Aside from its iconic décor and tasty food, the shop’s other claim to fame is its debut in the first season of the Comedy Central show, Broad City. In the episode, actor Abbi Jacobson’s character, Abbi Abrams, displays her art at the venue.

“The studio called us and they were looking for a space to film one segment of Broad City, and at that point it was just a YouTube series,” Anderson said. “They came and checked it out, took pictures of the whole place and said that it was a good fit for the show. So a few months later, they came and filmed the whole thing. They were filming at two in the morning, so after business hours.”

However, since the venue’s fame pre-dated the episode, and the flow of traffic remained fairly steady.

“We’re already pretty busy so it’s kind of hard to tell if it’s changed,” said Anderson, who has been working at Grounded for five and a half years. “We’ve definitely had some people that sought the place out because they saw it on the show.”

Jacobson’s art is the not the only kind that deserves recognition. Surrealist prints and paintings hang on almost every wall next to prices tags, and most of them range from $50–800.

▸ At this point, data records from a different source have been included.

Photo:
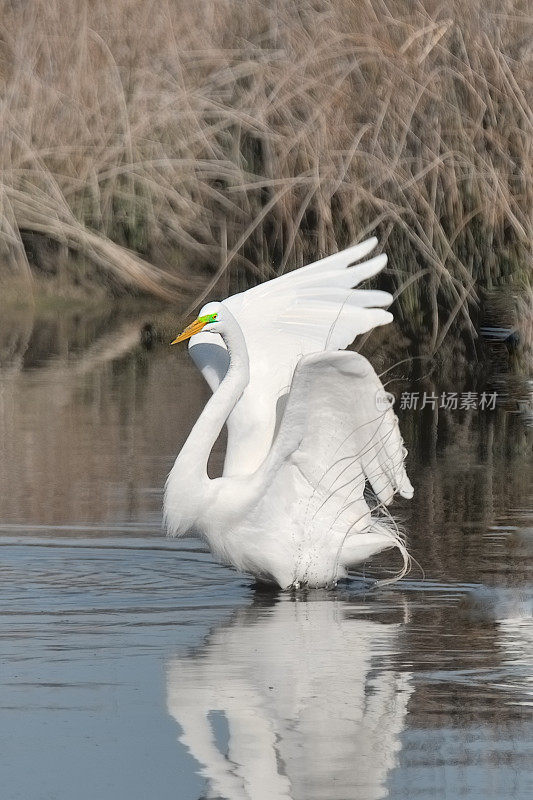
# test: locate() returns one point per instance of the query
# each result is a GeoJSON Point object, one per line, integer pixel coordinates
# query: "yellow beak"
{"type": "Point", "coordinates": [190, 330]}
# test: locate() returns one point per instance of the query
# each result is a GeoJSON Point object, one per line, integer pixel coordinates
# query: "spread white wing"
{"type": "Point", "coordinates": [310, 310]}
{"type": "Point", "coordinates": [338, 432]}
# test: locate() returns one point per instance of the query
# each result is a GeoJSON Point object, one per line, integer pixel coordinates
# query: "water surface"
{"type": "Point", "coordinates": [135, 667]}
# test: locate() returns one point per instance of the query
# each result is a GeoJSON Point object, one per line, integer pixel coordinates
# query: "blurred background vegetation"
{"type": "Point", "coordinates": [173, 148]}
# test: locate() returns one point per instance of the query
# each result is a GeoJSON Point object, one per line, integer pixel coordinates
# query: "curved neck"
{"type": "Point", "coordinates": [196, 450]}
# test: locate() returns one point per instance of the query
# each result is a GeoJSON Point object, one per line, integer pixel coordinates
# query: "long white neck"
{"type": "Point", "coordinates": [203, 436]}
{"type": "Point", "coordinates": [188, 478]}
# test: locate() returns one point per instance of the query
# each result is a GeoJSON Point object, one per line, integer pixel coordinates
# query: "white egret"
{"type": "Point", "coordinates": [307, 427]}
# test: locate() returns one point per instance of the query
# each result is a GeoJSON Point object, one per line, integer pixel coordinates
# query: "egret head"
{"type": "Point", "coordinates": [209, 321]}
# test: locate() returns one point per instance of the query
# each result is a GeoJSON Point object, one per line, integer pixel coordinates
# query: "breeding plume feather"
{"type": "Point", "coordinates": [309, 425]}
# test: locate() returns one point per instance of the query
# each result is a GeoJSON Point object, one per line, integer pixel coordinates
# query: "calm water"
{"type": "Point", "coordinates": [135, 667]}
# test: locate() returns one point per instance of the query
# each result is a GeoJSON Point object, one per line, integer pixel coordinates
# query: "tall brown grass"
{"type": "Point", "coordinates": [241, 138]}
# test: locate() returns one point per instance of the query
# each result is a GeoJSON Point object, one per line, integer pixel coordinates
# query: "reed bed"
{"type": "Point", "coordinates": [227, 141]}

“Most of it is former employees,” said Anderson. “It ends up being people that the boss knows or people that ended up working here. At least two of the artists went on to do art as a job and they wanted a gallery space, so we were happy to help them out.”

It isn’t uncommon for employees to use Grounded as an outlet for creative expression.

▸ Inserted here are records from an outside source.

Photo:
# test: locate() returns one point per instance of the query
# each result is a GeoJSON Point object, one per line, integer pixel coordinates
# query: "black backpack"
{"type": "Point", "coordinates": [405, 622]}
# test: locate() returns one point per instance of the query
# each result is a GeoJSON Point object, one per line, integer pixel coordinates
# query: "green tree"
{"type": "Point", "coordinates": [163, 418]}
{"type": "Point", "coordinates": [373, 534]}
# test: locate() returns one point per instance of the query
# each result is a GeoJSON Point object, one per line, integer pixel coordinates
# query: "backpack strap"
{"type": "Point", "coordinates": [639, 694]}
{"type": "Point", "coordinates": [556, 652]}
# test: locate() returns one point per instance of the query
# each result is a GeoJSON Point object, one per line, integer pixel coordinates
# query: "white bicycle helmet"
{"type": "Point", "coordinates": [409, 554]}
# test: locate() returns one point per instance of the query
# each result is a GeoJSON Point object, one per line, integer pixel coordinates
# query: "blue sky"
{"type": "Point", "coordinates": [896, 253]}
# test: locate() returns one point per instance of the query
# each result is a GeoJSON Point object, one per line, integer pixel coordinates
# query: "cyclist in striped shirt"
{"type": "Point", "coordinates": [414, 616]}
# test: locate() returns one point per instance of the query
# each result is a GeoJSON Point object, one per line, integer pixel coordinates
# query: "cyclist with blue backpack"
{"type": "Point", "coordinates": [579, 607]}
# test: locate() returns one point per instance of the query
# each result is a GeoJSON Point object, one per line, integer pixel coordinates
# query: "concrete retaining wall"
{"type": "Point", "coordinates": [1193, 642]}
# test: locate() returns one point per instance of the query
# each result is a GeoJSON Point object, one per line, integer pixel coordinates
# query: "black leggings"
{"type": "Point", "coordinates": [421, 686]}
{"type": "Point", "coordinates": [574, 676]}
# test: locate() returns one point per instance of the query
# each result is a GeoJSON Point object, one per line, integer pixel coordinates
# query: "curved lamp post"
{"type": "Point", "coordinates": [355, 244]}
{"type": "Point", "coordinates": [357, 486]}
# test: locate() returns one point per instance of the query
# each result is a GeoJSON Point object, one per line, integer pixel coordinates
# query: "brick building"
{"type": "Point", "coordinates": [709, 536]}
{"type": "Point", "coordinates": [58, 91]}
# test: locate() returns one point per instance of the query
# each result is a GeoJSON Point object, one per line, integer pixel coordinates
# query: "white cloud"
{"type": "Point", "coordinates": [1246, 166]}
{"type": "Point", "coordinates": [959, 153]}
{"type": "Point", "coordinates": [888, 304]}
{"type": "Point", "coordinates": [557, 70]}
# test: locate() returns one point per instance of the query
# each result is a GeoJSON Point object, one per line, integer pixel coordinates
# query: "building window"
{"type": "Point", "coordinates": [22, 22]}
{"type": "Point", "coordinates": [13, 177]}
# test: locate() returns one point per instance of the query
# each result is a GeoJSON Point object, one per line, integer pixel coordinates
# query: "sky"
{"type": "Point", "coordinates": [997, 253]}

Grounded barista Laura Sisskin Fernandez, who is also a singer, songwriter and actor, created an open mic night called The Hang as an initiative to create more business there. The event has grown independently from Grounded, and now takes place at Threes Brewing in Gowanus. However, Sisskin said that it might soon return to Grounded.

“I actually started it when I first started writing music, I was just really shy and I didn’t feel like any place I was going to had a supportive safe environment,” said Sisskin of The Hang. “It’s something that’s been really nice with people coming together. Different skill levels, same passion. I’ve made a lot of friends through it, built my community of artists through it. What’s really important to me is a safe space and learning.”

Employees and customers alike consider Grounded to be a safe place to relax and discuss what they are passionate about. No matter where people come from, it always seems to feel like home. Performing artist Tara Lynn Steele feels tinges of her hometown in Georgia.

“I actually notice the plants more than I notice the art,” Steele said. “I like the greenery. It’s very nice, like organized chaos. It reminds me of the South where there’s this coffee shop that is very much like this, so I feel very comfortable here.”

One of the only significant complaints about Grounded, expressed by several yelp reviewers, is the 90 minute maximum seating limit in certain spots. Some reviewers complained that if they buy more food, their limit should be renewed. Others are more understanding.

“I personally have never had a problem with it, and I think it’s good because there have been times I’ve come and it’s been crowded and there’s been nowhere to sit, so I appreciate that they have that,” Murray said.

“I think it’s great because it’s an environment that lots of people enjoy. There are people everywhere, as you can see, so it’s convenient that they try to get people in and out,” Steele said.

For tourists and New Yorkers who are tired of cramming into tiny shops and getting out as soon possible, Grounded is a down-to-earth, A-rated café that is just different enough from their daily routines to be appealing.

“When I first came in it made me laugh,” journalist and Southern California native Brittany Naylor said. “When I think of New York, I think of the tall buildings and it’s very ‘city.’ This coffee shop makes me believe that they’re trying to reverse the city aspect. You can come in here feel like you’re separated from the world out there with the greenery. People here are also really nice. I like that a lot.”